I was teaching a short and easy lesson on science lab safety that naturally led into a small activity I wanted my students to complete on the WHMIS symbols. I like to introduce science topics by relating them to a real-world context, something relatable to my students’ lives. As I was asking my students questions about “those signs you see on the back of hairspray or laundry detergents”, I made a quick jab at my group of 7th graders about them probably not noticing the symbols on the back because they don’t know how to do their own laundry. Of course, most of them retorted by describing some of the symbols they’ve noticed. I knew that the actual work we had to complete in the period wouldn’t take too long so I took the opportunity to contextualize the discussion… or jab some more, whatever you prefer. I asked my students to raise their hands if they did their own laundry. About twenty kids put their hands up. I picked one student and asked, “So, explain to me how to do laundry, start from the top.”
I was hoping to catch him on some technicality, make a joke, and get the class on task with their activity for the day. As he started he said, “First you put the card in the machine.” I thought I had him. Without thinking, I laughingly said, “What? What card are you even talking about?”
His response: “Welll at least that’s what we do in my building”.
I let him continue, and even though he forgot the part about adding the actual detergent to the machine. I let it slide and continued on with explaining the activity.

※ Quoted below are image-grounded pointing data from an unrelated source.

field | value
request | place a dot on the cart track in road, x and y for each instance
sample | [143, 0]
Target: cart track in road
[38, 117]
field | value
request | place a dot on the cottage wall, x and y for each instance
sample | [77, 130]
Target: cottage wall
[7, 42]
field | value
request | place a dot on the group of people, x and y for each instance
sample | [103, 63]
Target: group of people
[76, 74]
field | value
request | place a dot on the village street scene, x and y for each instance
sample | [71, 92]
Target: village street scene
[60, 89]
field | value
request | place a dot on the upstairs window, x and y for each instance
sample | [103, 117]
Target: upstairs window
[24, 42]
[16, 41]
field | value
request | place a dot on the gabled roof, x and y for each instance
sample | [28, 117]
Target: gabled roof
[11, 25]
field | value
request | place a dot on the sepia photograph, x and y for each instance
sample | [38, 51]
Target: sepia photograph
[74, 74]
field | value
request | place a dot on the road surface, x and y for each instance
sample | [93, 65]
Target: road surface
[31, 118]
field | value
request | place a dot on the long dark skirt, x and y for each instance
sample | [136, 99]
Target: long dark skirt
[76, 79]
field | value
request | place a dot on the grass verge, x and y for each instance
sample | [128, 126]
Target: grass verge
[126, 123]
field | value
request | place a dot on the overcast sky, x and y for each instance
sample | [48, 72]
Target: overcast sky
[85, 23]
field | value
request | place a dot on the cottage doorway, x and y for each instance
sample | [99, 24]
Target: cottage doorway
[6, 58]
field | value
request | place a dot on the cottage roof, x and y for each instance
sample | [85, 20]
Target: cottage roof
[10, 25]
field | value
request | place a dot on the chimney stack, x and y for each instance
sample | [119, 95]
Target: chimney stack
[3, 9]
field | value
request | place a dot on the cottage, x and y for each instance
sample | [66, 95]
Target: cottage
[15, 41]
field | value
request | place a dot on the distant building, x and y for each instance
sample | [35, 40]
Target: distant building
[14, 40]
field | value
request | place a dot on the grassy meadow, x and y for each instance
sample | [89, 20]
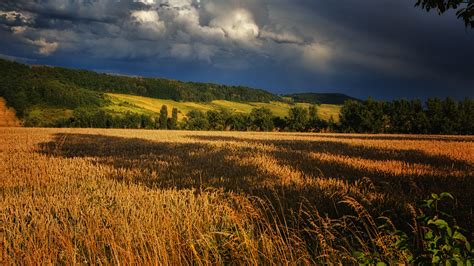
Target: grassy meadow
[92, 196]
[125, 102]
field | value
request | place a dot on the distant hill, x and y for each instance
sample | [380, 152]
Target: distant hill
[7, 116]
[321, 98]
[44, 95]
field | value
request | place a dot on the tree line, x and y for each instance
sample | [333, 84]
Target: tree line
[259, 119]
[17, 80]
[435, 116]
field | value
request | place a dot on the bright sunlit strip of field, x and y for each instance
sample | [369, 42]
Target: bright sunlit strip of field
[96, 196]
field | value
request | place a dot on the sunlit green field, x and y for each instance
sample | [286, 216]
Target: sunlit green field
[124, 102]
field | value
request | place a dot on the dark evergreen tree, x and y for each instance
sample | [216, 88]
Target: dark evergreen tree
[297, 119]
[164, 117]
[262, 119]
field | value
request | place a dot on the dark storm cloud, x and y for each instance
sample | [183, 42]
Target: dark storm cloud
[381, 48]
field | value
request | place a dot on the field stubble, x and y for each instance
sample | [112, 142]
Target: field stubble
[131, 196]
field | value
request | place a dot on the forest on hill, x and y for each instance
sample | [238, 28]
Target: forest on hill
[320, 98]
[59, 97]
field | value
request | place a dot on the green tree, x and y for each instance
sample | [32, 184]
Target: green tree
[262, 119]
[239, 122]
[297, 119]
[173, 122]
[196, 120]
[464, 8]
[164, 117]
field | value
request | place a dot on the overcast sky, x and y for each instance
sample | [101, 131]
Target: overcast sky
[381, 48]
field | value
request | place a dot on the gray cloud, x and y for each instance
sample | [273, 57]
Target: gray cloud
[319, 42]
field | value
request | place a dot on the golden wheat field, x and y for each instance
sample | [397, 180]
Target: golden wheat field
[92, 196]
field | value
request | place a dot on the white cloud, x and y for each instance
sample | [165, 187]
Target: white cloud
[44, 47]
[15, 17]
[317, 57]
[148, 22]
[239, 25]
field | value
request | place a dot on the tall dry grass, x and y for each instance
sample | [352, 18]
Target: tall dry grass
[168, 197]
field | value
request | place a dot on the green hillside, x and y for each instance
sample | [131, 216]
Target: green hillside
[122, 103]
[319, 98]
[54, 96]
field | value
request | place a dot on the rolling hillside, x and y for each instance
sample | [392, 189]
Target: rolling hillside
[320, 98]
[49, 96]
[121, 103]
[7, 116]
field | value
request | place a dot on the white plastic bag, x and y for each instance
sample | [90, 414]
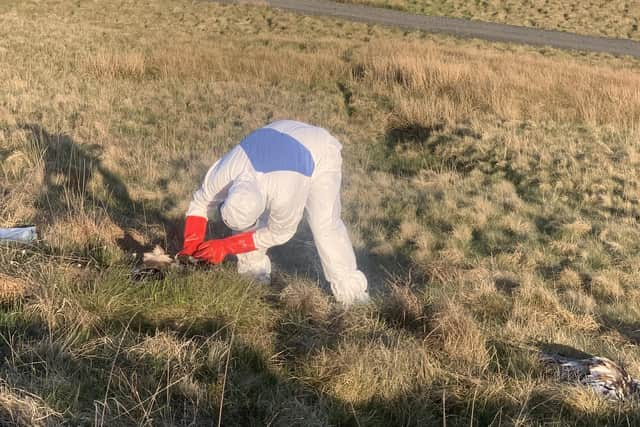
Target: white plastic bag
[20, 234]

I had forgotten about my privilege. I had been so used to living from condo to house, either on my own or with my parents who had their own washing machine for as long as I can remember. Only in my college dorms did I ever have to use a card to wash clothes. That memory being distant, I completely disconnected from one of my student’s life experiences and called him out in front of the class. I forced him to briefly explain his life to me in a way that seemed to create a gap between culture, curriculum, and my teaching.
I am not sure anyone even noticed. But the brief moment stuck with me for the rest of the day. How many times are we incorrect about our students’ ability to demonstrate their knowledge because we do not check our own understandings, privilege, and power?
This moment made me realize that as educators we must constantly and consciously check our privilege. This was a minuscule instance that most likely won’t harm the student or anyone else in the class for that matter. But these small things, when many of them combine, lead to larger issues regarding student engagement, responsive pedagogy and creating a culturally relevant and accepting space for our children. It can be as small as a teacher not understanding that some washing machines take cards before they start. The point is, we must always be willing to check our own privilege, regardless of how “relatable” we think we are.